Dihampirilah orang dalam mimpinya itu untuk menanyakan apakah lonceng yang dibawa orang tersebut boleh diminta atau dibeli. Ternyata orang tersebut justru menolak dan malah menyampaikan jika dia akan mengajarkan lafal sebagai penanda waktu salat.
Orang yang Pertama Melafalkan Azan
Diajarilah Abdullah Bin Zaid oleh orang tersebut lafal azan sebagai berikut:
(٢x) اَللهُ اَكْبَرُ،اَللهُ اَكْبَرُ
Allaahu Akbar, Allaahu Akbar (2x)
(٢x) أَشْهَدُ اَنْ لاَ إِلٰهَ إِلَّااللهُ
Asyhadu allaa illaaha illallaah. (2x)
(٢x) اَشْهَدُ اَنَّ مُحَمَّدًا رَسُوْلُ اللهِ
Asyhadu anna Muhammadar rasuulullah. (2x)
(٢x) حَيَّ عَلَى الصَّلاَةِ
Hayya ‘alashshalaah (2x)
(٢x) حَيَّ عَلَى الْفَلاَحِ
Hayya ‘alalfalaah. (2x)
(١x) اَللهُ اَكْبَرُ ،اَللهُ اَكْبَرُ
Allaahu Akbar, Allaahu Akbar (1x)
(١x) لَا إِلَهَ إِلَّااللهُ
Laa ilaaha illallaah (1x)
Artinya :
Allah Maha Besar, Allah Maha Besar
Aku bersaksi bahwa tiada Tuhan selain Allah
Aku bersaksi bahwa nabi Muhammad itu adalah utusan Allah
Marilah Salat
Marilah menuju kepada kejayaan
Allah Maha Besar, Allah Maha Besar
Tiada Tuhan selain Allah
Dalam riwayat lain juga diceritakan bahwa sahabat Umar bin Khattab juga bermimpi kurang lebih sama dan menyampaikannya keda Nabi Muhammad. Diceritakan juga bahwa yang bermimpi demikian bukan hanya Abdullah bin Zaid dan Umar saja, akan tetapi sahabat-sahabat lainnya juga bermimpi.

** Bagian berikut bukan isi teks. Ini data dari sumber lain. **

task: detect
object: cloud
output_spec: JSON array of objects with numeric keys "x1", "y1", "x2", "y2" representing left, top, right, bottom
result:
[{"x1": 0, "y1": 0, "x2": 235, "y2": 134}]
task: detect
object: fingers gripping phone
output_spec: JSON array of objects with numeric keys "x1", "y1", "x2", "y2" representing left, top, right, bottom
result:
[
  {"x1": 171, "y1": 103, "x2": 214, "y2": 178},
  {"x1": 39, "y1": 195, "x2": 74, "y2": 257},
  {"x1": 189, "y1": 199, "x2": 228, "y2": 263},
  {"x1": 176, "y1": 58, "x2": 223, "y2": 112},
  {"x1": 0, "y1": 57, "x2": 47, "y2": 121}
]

Setelah mendengarkan apa yang diutarakan oleh Abdullah bin Zaid an Umar bin Khattab, Nabi Muhammad memerintahkan kepada Abdullah bin Zaid untuk mengajari Bilal bin Rabbah melafalkan azan.
Bilal bin Rabbah diperintahkan untuk mengumandangkan Azan karena memang memiliki pelafalan yang jelas dan keras suaranya. Sejak itulah Azan dikumandangkan oleh Bilal bin Rabbah, tepatnya pada tahun pertama hijriyah.
Hukum Azan adalah sunah kifayah yaitu dianjurkan untuk dilakukan tetapi tidak wajib. Nabi Muhammad hanya pernah sekali mengumandangkan azan yaitu ketika dalam sebuah perjalanan. Hal itu sebagaimana disampaikan oleh Syekh Abddullah As-Syarqawi.